一旦分片/节点挂了,它有着很高的可利用性。也因此,谨记不要将复制分片和原始分片分配到同一节点上。
It allows you to scale out your search volume/throughput since searches can be executed on all replicas in parallel.
因搜索行为可以在分片的所有拷贝中并行执行,它允许你的分片提供超出自身负荷的搜索。
To summarize, each index can be split into multiple shards. An index can also be replicated zero(meaning no replicas) or more times.Once replicated, each index will have primary shards(the original shards that were replicated from) and replica shards(the copies of the primary shards). The number of shards and replicas can be defined per index at the time the index is created.
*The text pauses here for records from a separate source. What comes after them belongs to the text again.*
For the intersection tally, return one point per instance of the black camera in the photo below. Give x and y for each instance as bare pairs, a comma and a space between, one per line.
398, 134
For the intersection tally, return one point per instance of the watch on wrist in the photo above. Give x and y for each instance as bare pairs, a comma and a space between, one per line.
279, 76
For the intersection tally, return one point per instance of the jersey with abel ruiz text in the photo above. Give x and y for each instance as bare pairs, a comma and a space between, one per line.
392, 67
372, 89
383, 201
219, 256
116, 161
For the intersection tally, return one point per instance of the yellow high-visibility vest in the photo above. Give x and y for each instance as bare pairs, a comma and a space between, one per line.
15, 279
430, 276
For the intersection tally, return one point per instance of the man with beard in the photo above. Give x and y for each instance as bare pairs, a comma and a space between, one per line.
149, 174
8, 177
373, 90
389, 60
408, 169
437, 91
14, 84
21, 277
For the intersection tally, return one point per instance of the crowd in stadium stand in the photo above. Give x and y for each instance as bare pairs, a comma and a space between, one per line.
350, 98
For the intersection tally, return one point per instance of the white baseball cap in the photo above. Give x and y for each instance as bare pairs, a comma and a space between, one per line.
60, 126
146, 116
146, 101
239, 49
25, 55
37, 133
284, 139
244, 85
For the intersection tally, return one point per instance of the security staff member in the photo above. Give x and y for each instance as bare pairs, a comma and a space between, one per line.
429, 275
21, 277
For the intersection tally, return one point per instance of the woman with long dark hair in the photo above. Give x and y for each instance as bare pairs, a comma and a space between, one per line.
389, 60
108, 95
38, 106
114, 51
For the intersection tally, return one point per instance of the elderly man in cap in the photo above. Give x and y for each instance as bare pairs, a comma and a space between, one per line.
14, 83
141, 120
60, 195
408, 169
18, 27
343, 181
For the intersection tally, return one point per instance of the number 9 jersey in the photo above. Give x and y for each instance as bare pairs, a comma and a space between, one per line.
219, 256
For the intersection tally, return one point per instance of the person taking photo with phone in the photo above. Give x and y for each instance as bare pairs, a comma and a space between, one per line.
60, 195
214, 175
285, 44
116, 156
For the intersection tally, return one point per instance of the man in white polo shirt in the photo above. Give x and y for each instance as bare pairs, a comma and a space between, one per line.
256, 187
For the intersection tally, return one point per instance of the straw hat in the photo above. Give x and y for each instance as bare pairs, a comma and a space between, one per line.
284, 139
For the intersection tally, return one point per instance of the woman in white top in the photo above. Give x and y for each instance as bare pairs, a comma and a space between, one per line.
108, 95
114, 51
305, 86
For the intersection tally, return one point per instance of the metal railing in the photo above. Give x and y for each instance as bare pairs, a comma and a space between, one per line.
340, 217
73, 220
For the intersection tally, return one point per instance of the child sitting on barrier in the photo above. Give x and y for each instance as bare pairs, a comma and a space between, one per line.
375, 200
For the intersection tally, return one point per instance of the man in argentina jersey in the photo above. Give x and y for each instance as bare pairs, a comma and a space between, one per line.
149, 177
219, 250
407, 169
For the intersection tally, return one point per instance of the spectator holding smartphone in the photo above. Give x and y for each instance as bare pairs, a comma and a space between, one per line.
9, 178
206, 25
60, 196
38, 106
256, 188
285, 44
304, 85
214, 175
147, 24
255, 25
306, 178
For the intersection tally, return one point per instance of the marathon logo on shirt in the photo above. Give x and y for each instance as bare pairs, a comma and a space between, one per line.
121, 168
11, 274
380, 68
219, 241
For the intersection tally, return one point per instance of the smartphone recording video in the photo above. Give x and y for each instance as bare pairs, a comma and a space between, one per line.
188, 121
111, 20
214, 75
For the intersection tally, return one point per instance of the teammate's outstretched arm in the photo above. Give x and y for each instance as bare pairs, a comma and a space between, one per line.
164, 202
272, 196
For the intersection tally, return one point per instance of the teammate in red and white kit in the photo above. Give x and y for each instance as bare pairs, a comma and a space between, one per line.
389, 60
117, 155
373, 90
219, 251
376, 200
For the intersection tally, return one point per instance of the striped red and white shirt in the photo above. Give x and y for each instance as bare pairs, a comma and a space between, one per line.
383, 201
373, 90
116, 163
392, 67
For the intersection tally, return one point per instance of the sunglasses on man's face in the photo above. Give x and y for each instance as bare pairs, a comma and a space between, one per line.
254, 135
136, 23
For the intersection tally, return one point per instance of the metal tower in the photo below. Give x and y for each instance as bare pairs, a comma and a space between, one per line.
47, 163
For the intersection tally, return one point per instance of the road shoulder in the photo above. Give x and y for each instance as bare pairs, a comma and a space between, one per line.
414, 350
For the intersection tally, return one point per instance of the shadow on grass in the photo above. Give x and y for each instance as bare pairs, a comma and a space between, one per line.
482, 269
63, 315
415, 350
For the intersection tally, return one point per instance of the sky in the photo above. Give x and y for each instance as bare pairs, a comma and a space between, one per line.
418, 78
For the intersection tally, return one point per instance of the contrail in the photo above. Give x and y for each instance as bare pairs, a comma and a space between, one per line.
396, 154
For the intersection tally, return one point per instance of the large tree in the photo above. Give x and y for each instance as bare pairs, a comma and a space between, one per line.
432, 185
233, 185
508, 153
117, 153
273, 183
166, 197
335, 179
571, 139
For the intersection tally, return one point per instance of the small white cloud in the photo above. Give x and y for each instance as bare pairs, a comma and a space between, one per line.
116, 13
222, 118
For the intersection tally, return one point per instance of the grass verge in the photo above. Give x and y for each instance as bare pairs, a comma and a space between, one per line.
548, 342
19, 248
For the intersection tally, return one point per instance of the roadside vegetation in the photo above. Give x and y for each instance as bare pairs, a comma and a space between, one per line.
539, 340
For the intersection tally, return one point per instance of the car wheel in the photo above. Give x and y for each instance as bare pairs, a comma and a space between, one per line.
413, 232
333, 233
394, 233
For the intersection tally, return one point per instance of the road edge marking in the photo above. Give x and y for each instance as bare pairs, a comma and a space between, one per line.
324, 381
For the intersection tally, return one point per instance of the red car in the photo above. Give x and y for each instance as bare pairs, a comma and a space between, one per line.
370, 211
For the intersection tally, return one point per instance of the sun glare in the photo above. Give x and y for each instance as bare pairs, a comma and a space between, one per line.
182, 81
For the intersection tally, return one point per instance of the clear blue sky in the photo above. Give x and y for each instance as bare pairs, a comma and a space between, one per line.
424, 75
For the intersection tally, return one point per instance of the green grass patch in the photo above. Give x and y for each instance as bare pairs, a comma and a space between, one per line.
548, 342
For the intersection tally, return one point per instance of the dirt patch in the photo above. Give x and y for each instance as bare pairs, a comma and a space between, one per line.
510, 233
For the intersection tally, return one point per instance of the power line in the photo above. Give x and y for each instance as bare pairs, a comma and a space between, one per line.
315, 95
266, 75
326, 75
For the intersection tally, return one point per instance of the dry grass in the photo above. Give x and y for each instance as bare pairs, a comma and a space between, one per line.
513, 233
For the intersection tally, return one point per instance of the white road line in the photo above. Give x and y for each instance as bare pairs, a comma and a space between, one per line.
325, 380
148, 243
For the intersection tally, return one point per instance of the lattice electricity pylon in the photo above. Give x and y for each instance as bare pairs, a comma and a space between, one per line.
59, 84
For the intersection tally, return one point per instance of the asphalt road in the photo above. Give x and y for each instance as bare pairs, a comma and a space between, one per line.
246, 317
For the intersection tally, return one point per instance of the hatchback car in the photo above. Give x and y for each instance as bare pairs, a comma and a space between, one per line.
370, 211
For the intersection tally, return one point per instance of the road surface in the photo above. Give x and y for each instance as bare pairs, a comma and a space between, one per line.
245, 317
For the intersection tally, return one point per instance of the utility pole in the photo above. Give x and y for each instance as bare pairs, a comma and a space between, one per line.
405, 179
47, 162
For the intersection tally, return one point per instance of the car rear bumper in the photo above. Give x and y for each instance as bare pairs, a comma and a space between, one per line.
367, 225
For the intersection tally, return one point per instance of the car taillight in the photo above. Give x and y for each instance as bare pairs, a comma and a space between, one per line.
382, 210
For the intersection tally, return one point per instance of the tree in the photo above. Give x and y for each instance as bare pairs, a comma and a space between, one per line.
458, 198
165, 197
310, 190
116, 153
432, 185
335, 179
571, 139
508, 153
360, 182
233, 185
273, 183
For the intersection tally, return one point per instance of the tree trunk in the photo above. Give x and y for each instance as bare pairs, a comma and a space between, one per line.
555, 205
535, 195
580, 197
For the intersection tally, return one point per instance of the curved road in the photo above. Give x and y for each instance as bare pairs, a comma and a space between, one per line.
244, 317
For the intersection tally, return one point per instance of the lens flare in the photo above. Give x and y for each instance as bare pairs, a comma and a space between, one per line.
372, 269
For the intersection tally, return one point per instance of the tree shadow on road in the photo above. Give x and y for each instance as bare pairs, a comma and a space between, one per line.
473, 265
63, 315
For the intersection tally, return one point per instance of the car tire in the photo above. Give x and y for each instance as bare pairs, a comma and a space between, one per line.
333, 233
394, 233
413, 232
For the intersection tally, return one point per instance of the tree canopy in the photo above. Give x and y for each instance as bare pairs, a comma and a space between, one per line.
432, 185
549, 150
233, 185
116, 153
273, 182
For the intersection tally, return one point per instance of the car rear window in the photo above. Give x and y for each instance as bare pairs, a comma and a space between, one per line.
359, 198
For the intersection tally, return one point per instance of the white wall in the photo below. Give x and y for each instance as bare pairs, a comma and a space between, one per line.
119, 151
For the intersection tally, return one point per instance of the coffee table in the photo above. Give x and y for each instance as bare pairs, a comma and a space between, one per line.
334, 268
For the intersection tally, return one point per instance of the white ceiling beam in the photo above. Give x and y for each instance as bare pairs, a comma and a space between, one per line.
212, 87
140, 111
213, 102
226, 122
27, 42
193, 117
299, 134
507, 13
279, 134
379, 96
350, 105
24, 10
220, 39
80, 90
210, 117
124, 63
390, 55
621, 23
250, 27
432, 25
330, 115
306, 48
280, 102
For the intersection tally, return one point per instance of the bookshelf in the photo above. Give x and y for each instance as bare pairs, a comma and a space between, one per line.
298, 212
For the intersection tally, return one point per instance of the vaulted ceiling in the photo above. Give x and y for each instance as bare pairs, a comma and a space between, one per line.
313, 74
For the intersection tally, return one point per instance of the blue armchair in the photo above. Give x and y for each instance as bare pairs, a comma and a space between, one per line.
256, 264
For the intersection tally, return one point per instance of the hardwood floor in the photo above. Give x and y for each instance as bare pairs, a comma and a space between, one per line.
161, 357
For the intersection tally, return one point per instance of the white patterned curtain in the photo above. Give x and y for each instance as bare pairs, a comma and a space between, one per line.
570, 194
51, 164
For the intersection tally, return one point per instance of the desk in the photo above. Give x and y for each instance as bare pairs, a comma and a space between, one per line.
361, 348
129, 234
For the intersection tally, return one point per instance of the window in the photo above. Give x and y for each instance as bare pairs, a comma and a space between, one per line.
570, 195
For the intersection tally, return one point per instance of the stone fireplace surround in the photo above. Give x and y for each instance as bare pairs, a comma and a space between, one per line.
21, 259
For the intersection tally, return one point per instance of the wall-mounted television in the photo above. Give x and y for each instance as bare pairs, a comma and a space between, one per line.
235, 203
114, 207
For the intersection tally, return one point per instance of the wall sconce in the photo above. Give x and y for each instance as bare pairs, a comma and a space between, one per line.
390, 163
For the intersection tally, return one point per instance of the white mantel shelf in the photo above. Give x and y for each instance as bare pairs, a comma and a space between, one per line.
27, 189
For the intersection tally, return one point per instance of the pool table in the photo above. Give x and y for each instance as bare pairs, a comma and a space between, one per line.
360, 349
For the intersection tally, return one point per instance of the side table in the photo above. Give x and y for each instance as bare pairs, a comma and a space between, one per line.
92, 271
After the index is created, you may change the number of replicas dynamically anytime but you cannot change the number of shards after-the fact.
总结来说,每个索引可以被分割成多个分片。每个索引也可以被复制0(也就是没有复制)到多次。一旦复刻,每个索引将会有原始分片(复刻产生的原始分片)和复刻分片(原始分片的拷贝)。分片和复刻分片的数量可以在每个索引创建的时候定义。索引创建后,你可以随时动态更改复刻分片的数量,但不能更改原始分片但数量。
By default, each index in Elasticsearch is allocated 5 primary shards and 1 replica which means that if you have at least two nodes in your cluster,your index will have 5 primary shards and another 5 replica shards(1complete replica) for a total of 10 shards per index.
默认情况下,Elasticsearch的每个索引都分发了5个原始分片和一个复刻,意味着你的集群里有至少两个节点,你的索引里有5个原始分片和另外5个复刻分片(1个完整复刻)也就是每个索引有10个分片。
Each Elasticsearch shard is a Lucene index. There is a maximum number of documents you can have in a single Lucene index. As of Lucene-5843, the limit is 2,127,483,519(=Integer.MAX_VALUE - 128) documents.You can monitor shard sizes using the _cat/shards API.
每个Elasticsearch分片都是一个Lucene索引。一个Lucene索引中都有一个文档数量的最大值。截至Lucene-5843,限制2,127,483,519(=Integer.MAX_VALUE - 128) 个文档。你可以使用_cat/shards来监测分片大小。